There is a propaganda barrage on this year's "Number 1 document" in Chinese news media this week. Most of the new initiatives are continuations of trends that have been reported here, but there are a few new details.
The February 4 Peoples Daily offers a collection of readings to hammer home the importance of the document's policies, including one article, "Agricultural Subsidies Will No Longer Be Sprinkled Like Sesame Seeds and Salt" which asserts that subsidies will now be linked to actual area planted in crops and focused on major production areas and large-scale farms. It also reiterates the importance of subsidizing governments in agricultural production regions.
After China joined the WTO in 2001 officials implemented a system of subsidies that sprinkled subsidies like salt over the countryside. Anyone who had a land holding could get a 10-yuan subsidy for each mu of land he held. In most places the land-holder got the subsidy regardless of what he planted. That was a relatively easy way to distribute subsidies since almost every village had records of land-holdings that were the basis for assessing taxes on farmers. It also made the subsidy "decoupled" since it wasn't linked to actual production, which meant that it didn't count toward the cap on subsidies imposed by WTO rules.
This subsidy method provoked a lot of rumbling in the countryside. Many farmers got subsidies for "grain" land that was abandoned, turned into fish ponds or had a house built on it. The subsidies were derided as "land subsidies" rather than "grain subsidies." Farmers who rented land from others and actually planted crops got nothing. In some places farmers collected subsidies but left their land uncultivated.
The Peoples Daily article points out that the key to "keeping the rice bowl of over 1 billion people firmly in their own grasp" is to protect and mobilize farmers to plant grain, generate local [officials'] enthusiasm for grain, and give those who plant something to look forward to. In other words, the "decoupled" approach to subsidies is out the window now.
The call for increasing the "strength" of subsidies and "tilting" new increases in subsidies toward major production regions, large-scale farms, farmer cooperatives and "new-style business operators" is not new. What is new is the intent to transform the "sprinkling like sesame seeds and salt" subsidy approach.
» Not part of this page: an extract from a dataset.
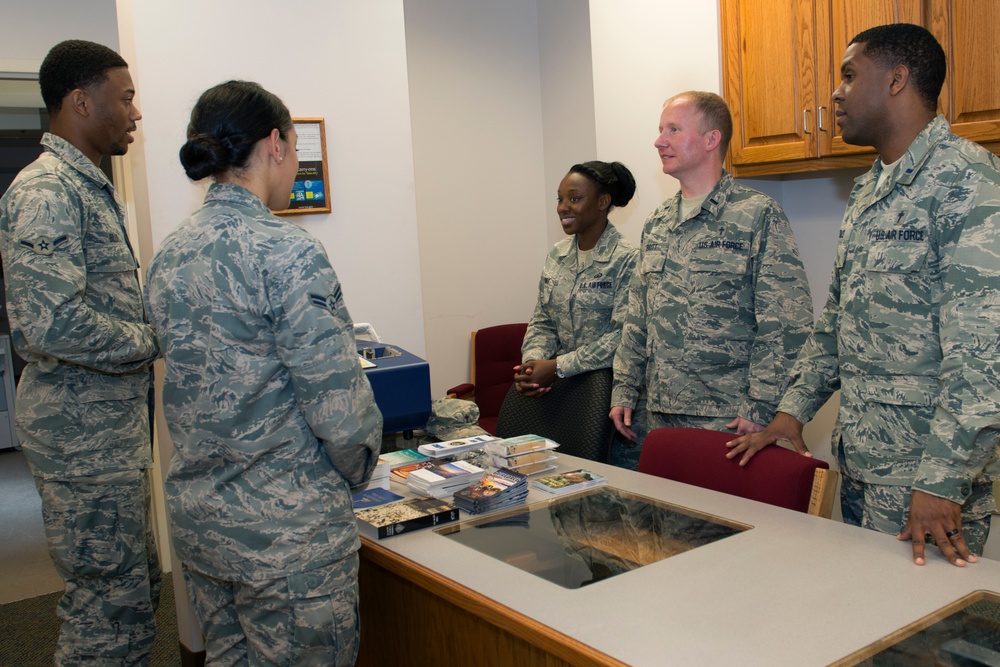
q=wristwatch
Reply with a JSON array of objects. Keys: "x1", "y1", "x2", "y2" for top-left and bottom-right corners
[{"x1": 555, "y1": 358, "x2": 565, "y2": 379}]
The new approach is to give subsidies based on actual, verified area planted and to give subsidies to those able and willing to plant crops.
This is how these words may be interpreted:
"actual"=based on the area planted, not a historical base.
"verified"=some official will have to verify that the area reported is true.
"willing"=subsidies will be paid to farmers who are inclined to actually grow crops.
"able"=subsidies will be steered away from elderly and infirm landholders to active farmers.
This sounds simple on paper, but it will be a monumental task to implement. There are some 240 million landholdings, each with an average of say 5-to-6 plots. That's over 1 million plots of land to keep track of and verify what's planted on each one. Provincial and local finance officials report that basing subsidies on actual planted area would be impossible to administer and verify. While Chinese government hackers are busily harvesting vast amounts of data from overseas computer servers, the government has no accurate records on what crops their own farmers are planting.
A more important aspect of farm subsidies is the subsidization of local government officials. The Peoples Daily emphasizes an important new goal of improving the financial ability of county governments in farm production areas to reach the national or provincial average. Toward that end, the government will keep implementing and improve "awards" to major grain, oilseed, and hog producing counties, an ecological compensation system, and a land protection mechanism. Peoples Daily reports the intent to set up a mechanism for supplementing local financial revenue to address fiscal shortfalls.
Traditionally, most agricultural programs and infrastructure investment in China was the financial responsibility of local governments. However, the fiscal capacity of rural governments has fallen far behind that of cities, leading to an erosion of agricultural investment and lackadaisical implementation of agricultural programs.
Finally, the Peoples Daily praises the system of minimum prices and "temporary reserve" measures that "straighten" prices. These policies are credited for engineering a steady rise in prices each year that prevents big harvests from depressing prices and impoverishing farmers. The principle is a type of "cost-plus" pricing for farmers in which a "reasonable" profit is tacked on to production costs. The temporary reserves are to be expanded and the timeliness and efficiency of market interventions is to be improved. Low-income city residents are to get subsidies to compensate them for increased food prices.
China is quickly getting entangled in a web of subsidies. North America and Europe had a hard time untangling their subsidy webs in the 1980s and 90s and China is reinventing the same entanglement.